Дыхание ее постепенно становилось спокойным, да и дрожь не сразу, но начала проходить, и ее плечи не так часто вздрагивали в его руках. Мадаленна смотрела прямо на него, и он чувствовал, как в нем рождалась особая приятная волна. Она была сильной девушкой, но каждому нужна была поддержка, и не ее была вина, что в свое время она не смогла ее получить.

— Но моя ответственность…

— Я не снимаю с вас ответственности за ваши слова. Вы должны следить за тем, какое влияние оказывает на вас Хильда, и я уверен, что у вас будет получаться. Но нельзя требовать от только начавшего свое выздоровления человека, чтобы он вскочил на ноги и побежал куда глаза глядят.

— Что вы имеете в виду? — он вытерла глаза платком, и он с облегчением заметил, что ее щеки снова стали розовыми.

— Я имею в виду, что вам стоит уехать.

— Но…

— И как ваш хороший знакомый, — продолжал он. — Я понимаю ваше стремление оставаться с семьей.

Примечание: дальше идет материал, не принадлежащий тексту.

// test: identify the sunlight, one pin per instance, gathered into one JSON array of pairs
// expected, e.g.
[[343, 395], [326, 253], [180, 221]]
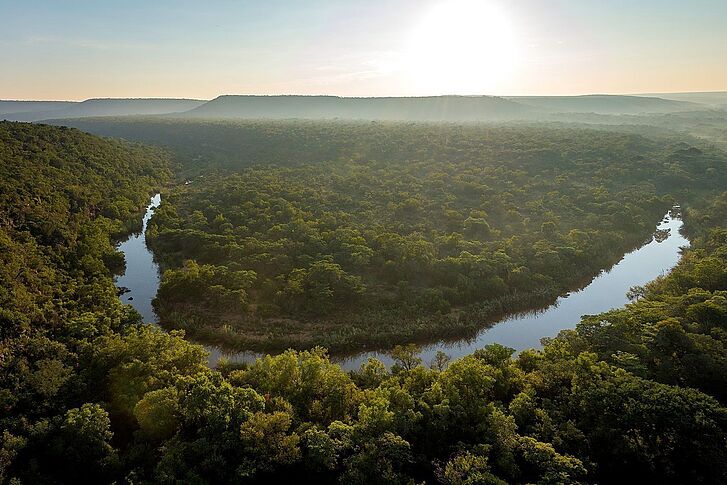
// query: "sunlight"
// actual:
[[463, 47]]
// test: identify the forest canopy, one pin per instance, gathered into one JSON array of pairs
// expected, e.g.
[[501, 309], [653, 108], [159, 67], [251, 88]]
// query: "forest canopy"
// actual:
[[90, 394], [371, 234]]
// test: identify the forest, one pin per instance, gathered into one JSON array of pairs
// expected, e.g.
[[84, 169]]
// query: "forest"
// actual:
[[90, 394], [369, 235]]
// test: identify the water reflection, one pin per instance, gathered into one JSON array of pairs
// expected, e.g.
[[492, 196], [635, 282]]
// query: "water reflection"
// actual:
[[520, 332]]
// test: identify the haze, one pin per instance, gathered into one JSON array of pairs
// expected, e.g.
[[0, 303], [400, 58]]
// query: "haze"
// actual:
[[84, 49]]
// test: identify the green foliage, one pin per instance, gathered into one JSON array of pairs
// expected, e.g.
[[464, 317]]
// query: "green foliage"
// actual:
[[372, 234], [88, 394]]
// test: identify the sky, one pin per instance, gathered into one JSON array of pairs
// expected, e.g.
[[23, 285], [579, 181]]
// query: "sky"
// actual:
[[74, 50]]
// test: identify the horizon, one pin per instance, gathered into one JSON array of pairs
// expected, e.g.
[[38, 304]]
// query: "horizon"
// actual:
[[504, 96], [401, 48]]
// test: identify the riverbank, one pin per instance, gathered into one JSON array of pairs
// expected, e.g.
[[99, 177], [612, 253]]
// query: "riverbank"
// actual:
[[519, 331]]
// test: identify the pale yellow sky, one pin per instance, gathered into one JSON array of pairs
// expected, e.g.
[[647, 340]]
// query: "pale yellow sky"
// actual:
[[83, 49]]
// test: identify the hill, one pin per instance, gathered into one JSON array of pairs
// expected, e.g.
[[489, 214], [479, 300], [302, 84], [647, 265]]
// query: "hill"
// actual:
[[107, 107], [436, 108], [604, 104], [716, 99]]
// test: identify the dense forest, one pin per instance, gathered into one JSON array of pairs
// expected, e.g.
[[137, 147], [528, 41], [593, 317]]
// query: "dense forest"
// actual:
[[89, 394], [370, 235]]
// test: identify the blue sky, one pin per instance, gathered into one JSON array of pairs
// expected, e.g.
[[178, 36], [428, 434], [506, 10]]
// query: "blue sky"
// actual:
[[81, 49]]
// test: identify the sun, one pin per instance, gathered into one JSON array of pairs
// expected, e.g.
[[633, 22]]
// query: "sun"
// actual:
[[462, 47]]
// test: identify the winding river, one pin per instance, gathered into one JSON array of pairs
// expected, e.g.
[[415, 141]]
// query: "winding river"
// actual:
[[523, 331]]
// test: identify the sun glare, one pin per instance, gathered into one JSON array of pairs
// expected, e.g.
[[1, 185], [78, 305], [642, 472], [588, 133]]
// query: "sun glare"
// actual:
[[462, 47]]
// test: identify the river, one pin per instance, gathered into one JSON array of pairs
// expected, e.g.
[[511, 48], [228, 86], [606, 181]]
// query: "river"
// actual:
[[606, 291]]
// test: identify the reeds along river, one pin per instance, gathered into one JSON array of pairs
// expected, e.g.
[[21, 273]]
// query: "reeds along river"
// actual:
[[608, 290]]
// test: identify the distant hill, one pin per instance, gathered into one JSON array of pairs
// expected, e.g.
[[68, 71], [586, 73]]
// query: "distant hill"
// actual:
[[436, 108], [432, 108], [108, 107], [715, 99], [12, 106], [605, 104]]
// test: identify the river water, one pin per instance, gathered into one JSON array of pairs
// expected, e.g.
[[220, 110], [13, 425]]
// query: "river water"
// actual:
[[523, 331]]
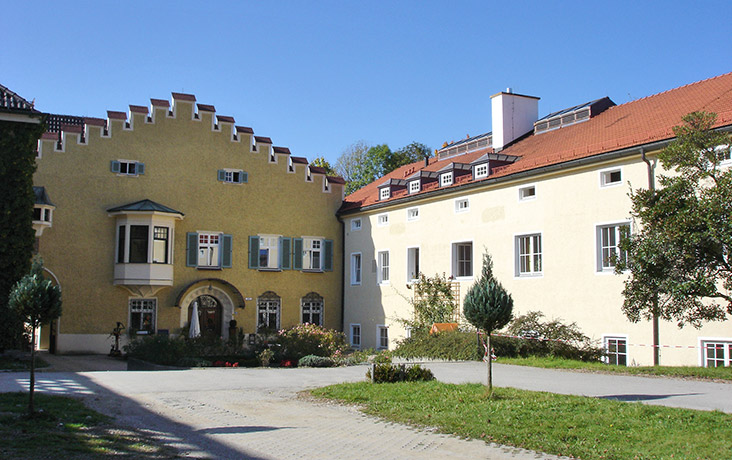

И это правильно. Вам надо уехать на другую квартиру, в общежитие, в конце концов. Так вы будете рядом с вашими родителями, но при этом будете строить свою собственную жизнь. Вы согласны?

— Да, — закивала Мадаленна. — Да!

— Отлично, тогда завтра, — Гилберт посмотрел на часы. — Да, сегодня уже поздно, завтра я вам покажу отличное место около кампуса, и вы скажете, согласны или нет.

— Я согласна. — выпалила она, и Эйдин улыбнулся.

— Вы же даже еще не знаете, что я вам предлагаю.

— Я слышала, что там живет Дафни, ей все нравилось. И я вам доверяю, сэр.

Тепло, тепло, откуда ему только было взяться на этом холодном заливе, продуваемом всеми ветрами. Однако ему было так жарко, словно внутри него была печка, накаленная до красноты.

— Отлично. А как ваш преподаватель я отошлю своего лучшего студента подальше от всех проблем. Куда-нибудь. — он посмотрел на старый маяк. — В самый дальний угол Италии, например.

— Но, мистер Гилберт…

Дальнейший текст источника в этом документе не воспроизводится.